Car Cost | Cost of Add-ons | Total | |

Mark | \$125 | ||

Steve | \$290 | ||

Susan | \$48 | ||

Total | $\color{red}{\text{\$463}}$ | \$22,963 |

From there, you can figure out the total Car Cost because you know the row total and the total cost of add-ons: $22,963-463=22500$.

Car Cost | Cost of Add-ons | Total | |

Mark | \$125 | ||

Steve | \$290 | ||

Susan | \$48 | ||

Total | $\color{blue}{\text{\$22,500}}$ | $\color{red}{\text{\$463}}$ | \$22,963 |

Now, you need to go back to the question for some more info. Mark, Steve, and Susan all spent the same amount on their cars. So, we take the column total of \$22,500 and divide it by 3: $22,500\div 3=7500$. They each spent \$7500 on a car.

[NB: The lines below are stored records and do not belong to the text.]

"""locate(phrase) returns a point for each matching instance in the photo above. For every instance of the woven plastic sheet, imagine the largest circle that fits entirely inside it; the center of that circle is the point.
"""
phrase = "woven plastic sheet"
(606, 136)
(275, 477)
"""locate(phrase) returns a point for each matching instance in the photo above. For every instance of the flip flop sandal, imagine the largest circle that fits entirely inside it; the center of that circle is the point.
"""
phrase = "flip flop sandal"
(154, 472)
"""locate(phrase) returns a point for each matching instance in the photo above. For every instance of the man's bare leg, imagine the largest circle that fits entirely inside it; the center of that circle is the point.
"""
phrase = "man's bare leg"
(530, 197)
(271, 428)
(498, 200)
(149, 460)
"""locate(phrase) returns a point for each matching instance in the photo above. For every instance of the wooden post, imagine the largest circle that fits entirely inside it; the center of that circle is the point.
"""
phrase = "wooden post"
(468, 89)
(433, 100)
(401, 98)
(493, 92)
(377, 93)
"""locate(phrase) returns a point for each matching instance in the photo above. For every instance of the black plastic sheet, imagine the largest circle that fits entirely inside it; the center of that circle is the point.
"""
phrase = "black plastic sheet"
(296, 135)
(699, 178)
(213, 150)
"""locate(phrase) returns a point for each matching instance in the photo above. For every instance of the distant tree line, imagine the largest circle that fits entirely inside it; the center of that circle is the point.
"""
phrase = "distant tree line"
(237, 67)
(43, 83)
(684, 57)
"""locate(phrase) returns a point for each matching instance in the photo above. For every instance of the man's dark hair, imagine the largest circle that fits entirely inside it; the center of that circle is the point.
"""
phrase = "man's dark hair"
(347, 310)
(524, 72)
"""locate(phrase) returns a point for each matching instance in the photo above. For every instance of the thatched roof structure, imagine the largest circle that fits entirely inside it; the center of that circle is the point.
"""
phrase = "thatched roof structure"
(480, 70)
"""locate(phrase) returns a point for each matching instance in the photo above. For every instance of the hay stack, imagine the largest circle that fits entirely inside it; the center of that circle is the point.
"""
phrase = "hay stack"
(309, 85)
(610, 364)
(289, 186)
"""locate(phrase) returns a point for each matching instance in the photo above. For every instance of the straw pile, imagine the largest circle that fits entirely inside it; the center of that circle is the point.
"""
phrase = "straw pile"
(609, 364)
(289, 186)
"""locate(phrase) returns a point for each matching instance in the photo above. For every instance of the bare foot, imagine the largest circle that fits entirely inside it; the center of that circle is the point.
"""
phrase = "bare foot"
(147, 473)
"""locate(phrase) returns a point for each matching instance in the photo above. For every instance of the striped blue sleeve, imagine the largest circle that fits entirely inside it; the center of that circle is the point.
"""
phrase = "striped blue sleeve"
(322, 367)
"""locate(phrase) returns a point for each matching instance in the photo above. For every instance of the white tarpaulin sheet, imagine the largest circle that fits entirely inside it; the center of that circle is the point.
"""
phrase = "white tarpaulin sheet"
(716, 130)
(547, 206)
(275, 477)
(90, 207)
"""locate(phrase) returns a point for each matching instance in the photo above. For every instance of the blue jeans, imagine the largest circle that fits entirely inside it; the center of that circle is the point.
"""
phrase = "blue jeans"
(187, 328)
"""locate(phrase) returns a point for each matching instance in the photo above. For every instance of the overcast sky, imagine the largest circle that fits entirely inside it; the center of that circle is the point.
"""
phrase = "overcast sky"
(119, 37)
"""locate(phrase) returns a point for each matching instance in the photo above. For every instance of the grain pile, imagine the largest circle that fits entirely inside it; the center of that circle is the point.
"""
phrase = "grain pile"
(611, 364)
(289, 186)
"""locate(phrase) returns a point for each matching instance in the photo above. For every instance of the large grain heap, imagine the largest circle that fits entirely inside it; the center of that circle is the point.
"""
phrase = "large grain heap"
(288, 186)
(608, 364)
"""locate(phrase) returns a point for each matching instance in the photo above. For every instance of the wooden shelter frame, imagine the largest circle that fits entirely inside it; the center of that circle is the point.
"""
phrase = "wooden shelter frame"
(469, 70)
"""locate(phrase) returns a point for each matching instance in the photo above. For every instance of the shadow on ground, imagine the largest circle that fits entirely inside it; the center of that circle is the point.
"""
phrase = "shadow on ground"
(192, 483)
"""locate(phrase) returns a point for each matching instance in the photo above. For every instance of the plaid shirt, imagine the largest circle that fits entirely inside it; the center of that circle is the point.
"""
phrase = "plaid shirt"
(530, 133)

Fill in that info, and then you can also fill in the row totals for each car buyer:

Car Cost | Cost of Add-ons | Total | |

Mark | $\color{green}{\text{\$7500}}$ | \$125 | $\color{green}{\text{\$7625}}$ |

Steve | $\color{green}{\text{\$7500}}$ | \$290 | $\color{green}{\text{\$7790}}$ |

Susan | $\color{green}{\text{\$7500}}$ | \$48 | $\color{green}{\text{\$7548}}$ |

Total | $\color{blue}{\text{\$22,500}}$ | $\color{red}{\text{\$463}}$ | \$22,963 |

What did the question ask again? How much did **Mark** spend? **\$7625**.

Overall, for these kinds of questions, just remember how to use row and column totals and you should be able to fill in the tables and find the answers!